I was never really satisfied, but basically gave up on achieving the ideal arch I'd been searching for most of my life. I mean, while doing other things and actually HAVING a life.

Here’s my story:

The evidence was there all along. Looking at the old photos, it seems inevitable: my eyebrows would become the bane of my existence with their propensity to propinquity and their flamboyant excess. It took me a mere 60 years to find salvation at the hands of an eyebrow wizard named Erica. Hallelujah!

The facts:

Exhibit A. Even in first grade, the signs point to excess browage.

trouble begins

Exhibit B. By second grade, the left and right are on a path to meet in the middle.

second grade brows

 Exhibit C. By 7th grade. . . we have contact! The Golden Eyebrow Spike!  How many different directions can these hairs grow? I earn the sobriquet “My Wild Eyebrows Rose.” (My sister came up with that one.)
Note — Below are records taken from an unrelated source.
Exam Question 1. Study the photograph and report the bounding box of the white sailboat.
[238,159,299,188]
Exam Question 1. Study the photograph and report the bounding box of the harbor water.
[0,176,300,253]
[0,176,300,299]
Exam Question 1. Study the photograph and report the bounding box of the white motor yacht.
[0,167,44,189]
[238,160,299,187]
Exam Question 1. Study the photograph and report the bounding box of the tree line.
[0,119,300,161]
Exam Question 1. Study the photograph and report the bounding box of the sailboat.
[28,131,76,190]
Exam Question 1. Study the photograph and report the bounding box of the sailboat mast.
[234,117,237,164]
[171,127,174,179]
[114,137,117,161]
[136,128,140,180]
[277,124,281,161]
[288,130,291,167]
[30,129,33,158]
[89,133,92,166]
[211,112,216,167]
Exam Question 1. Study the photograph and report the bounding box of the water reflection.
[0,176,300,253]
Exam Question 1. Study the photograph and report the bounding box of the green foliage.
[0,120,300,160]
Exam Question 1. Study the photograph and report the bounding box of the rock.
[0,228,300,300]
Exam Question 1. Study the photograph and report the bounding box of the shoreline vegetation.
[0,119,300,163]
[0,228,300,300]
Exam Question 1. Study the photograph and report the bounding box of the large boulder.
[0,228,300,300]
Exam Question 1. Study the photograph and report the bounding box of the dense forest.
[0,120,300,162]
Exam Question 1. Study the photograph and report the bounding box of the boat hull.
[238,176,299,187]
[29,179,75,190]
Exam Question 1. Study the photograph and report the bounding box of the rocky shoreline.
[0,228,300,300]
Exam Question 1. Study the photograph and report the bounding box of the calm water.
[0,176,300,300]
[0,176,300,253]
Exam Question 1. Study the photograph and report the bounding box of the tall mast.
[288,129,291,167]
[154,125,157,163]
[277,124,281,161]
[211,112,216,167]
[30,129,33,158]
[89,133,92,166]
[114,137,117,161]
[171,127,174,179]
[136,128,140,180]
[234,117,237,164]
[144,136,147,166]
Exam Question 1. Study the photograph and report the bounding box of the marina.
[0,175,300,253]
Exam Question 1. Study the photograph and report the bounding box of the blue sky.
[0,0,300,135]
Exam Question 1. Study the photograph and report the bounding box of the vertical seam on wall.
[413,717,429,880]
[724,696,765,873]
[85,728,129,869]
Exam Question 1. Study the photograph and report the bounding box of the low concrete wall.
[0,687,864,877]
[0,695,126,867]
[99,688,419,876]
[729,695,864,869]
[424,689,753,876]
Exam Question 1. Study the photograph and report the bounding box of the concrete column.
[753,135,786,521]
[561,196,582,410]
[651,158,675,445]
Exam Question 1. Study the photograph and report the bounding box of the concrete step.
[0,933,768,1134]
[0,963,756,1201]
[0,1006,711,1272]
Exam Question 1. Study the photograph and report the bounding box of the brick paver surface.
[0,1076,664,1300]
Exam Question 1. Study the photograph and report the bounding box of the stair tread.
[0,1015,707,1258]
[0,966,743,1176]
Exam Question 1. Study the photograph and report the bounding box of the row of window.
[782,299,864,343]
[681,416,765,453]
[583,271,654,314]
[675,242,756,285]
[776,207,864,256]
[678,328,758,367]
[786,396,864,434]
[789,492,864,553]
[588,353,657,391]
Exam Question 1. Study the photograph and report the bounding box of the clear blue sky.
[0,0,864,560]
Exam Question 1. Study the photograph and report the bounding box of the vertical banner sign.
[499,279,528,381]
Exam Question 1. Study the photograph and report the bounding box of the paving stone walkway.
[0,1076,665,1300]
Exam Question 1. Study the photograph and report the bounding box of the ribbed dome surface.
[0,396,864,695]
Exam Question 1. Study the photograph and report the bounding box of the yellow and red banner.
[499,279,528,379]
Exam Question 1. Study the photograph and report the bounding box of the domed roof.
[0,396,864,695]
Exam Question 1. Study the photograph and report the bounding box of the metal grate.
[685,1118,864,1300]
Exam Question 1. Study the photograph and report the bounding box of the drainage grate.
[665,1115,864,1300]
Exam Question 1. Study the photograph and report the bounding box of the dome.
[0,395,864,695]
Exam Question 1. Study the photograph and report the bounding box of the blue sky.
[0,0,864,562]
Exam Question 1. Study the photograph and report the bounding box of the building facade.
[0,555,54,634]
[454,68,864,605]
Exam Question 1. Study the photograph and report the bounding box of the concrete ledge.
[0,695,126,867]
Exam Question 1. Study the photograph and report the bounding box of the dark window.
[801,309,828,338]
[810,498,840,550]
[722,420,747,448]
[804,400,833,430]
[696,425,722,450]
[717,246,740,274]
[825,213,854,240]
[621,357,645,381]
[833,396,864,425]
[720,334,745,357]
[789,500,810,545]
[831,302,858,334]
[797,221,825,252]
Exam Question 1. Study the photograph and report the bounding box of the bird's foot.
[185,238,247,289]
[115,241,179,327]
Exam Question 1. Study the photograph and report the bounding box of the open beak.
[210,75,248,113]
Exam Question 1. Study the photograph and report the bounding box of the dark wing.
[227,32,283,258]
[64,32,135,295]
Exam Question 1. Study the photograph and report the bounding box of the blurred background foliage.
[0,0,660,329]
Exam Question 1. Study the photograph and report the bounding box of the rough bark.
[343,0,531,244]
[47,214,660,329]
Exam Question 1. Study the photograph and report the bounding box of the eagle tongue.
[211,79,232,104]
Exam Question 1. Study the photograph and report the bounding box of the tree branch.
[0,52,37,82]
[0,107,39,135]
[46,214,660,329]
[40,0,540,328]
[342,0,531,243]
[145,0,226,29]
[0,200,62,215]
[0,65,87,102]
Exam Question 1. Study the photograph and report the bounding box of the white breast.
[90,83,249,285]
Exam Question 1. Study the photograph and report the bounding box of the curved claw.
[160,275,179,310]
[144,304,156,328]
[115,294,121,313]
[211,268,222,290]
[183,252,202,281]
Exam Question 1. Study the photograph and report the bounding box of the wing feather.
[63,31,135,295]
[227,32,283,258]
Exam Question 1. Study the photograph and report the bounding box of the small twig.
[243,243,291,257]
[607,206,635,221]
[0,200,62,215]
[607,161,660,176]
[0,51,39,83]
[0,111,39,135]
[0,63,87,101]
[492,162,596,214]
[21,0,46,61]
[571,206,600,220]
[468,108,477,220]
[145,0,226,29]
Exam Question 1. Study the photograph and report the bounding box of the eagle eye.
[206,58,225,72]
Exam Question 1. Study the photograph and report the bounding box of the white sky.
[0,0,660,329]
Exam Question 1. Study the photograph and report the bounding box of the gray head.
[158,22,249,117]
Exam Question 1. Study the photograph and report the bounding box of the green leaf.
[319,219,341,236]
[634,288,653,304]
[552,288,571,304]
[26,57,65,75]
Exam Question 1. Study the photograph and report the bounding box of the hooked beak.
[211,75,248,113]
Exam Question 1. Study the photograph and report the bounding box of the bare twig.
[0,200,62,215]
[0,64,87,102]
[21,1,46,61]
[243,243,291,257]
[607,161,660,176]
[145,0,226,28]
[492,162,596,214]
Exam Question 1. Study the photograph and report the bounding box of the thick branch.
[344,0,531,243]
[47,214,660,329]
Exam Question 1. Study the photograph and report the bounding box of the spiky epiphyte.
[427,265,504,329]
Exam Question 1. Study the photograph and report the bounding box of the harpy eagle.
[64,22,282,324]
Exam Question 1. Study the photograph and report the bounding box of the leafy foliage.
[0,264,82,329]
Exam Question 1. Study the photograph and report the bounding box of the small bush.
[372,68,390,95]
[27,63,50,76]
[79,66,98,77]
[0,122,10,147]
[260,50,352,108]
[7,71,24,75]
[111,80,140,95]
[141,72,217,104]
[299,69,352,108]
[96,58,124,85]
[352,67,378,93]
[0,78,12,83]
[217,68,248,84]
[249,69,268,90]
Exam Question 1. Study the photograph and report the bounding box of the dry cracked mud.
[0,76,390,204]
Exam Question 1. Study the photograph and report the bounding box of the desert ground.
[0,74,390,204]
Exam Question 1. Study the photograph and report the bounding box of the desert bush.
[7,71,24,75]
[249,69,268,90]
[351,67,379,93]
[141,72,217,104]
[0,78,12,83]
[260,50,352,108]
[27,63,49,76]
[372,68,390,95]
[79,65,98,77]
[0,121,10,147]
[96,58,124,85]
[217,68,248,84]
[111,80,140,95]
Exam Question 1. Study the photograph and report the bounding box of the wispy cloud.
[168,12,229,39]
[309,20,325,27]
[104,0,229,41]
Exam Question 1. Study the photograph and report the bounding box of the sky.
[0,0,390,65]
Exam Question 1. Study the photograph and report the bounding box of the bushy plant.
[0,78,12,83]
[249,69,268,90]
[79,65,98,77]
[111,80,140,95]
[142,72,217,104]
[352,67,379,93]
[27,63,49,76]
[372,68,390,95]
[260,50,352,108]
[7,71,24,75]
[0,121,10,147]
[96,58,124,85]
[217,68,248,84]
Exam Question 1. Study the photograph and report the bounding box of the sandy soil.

7th grade brows                                                                                                   The horror, the horror

Exhibit D. One strategy: If you can’t beat ’em, hide ’em with bangs. (Never mind what I had to go through to get my bangs as straight as the Beatles’! That’s another story involving tape, hair clips and industrial strength product.)

hidden brows

Exhibit E. High school shaping: Wrong, wrong, wrong.

high brows

 Exhibit F. The too-thin backlash. If only all that hair could hide them.

thin brows

Exhibit G.  No, the ’80s perm doesn’t help either.

perm 2

 Over the years, through thick and thin, I tried electrolysis, waxing, and even more draconian measures to ward off “unibrow” and settle on a reasonable shape .I was never really satisfied, but basically gave up on achieving the ideal arch I’d been searching for most of my life. I mean, while doing other things and actually HAVING a life.

But several years ago I asked a friend with lovely brows what her secret was. Hers were tamed, well-shaped and just right for her face. “Benefit Brow Bar,” she said.

And those three little words changed my whole look–and my outlook.

The nice young woman at Macy’s coached these rebellious brows of mine to regrow in the right places, bless her heart. I’ve been returning to the eyebrow wizards to maintain the perfect shape for me ever since. I use a  little product now to keep ’em in line, fill in a few thin spots and cover up the silver ones. No more wild eyebrows for me!

It’s a little win, but one I’m very happy about. I raise a glass, and maybe even an eyebrow, to celebrate my victory over my arch nemeses.

current brows 3Ta da!



Comments

  1. Profile photo of Betsy Pfau Betsy Pfau says:

    Risa, I, too, came close to a uni-brow, but learned the pleasure of plucking at an early age and have maintained thick brows (now dying the gray ones, penciling in the bare spots…age does funny things to us, I agree). I love your “brows through the ages” retrospective in photo and descriptive prose. Who knew that Frida Kahlo would make the uni-brow cool?

    • Profile photo of Risa Nye Risa Nye says:

      Thanks for your comment! Yes, I spent so many misguided hours with a pair of tweezers…but thankfully, all of that is under control–at least for now! Finding those pictures was a hoot!

  2. Profile photo of Suzy Suzy says:

    I love that you managed to put together this array of pictures of your brows at every age, with a witty one-liner for each one. And the last picture, of your brows after going to the Benefit Bar, is a masterpiece! You have totally conquered the brow problem. As I observe in my story, the importance of hair – where we want it and where we don’t – cannot be overstated.

  3. Profile photo of John Zussman John Zussman says:

    I’m impressed by all you did to tame your brows, but I have to let you in on a secret: Boys did not notice eyebrows unless (unlike yours) they resembled Groucho’s. I love the pun of your title!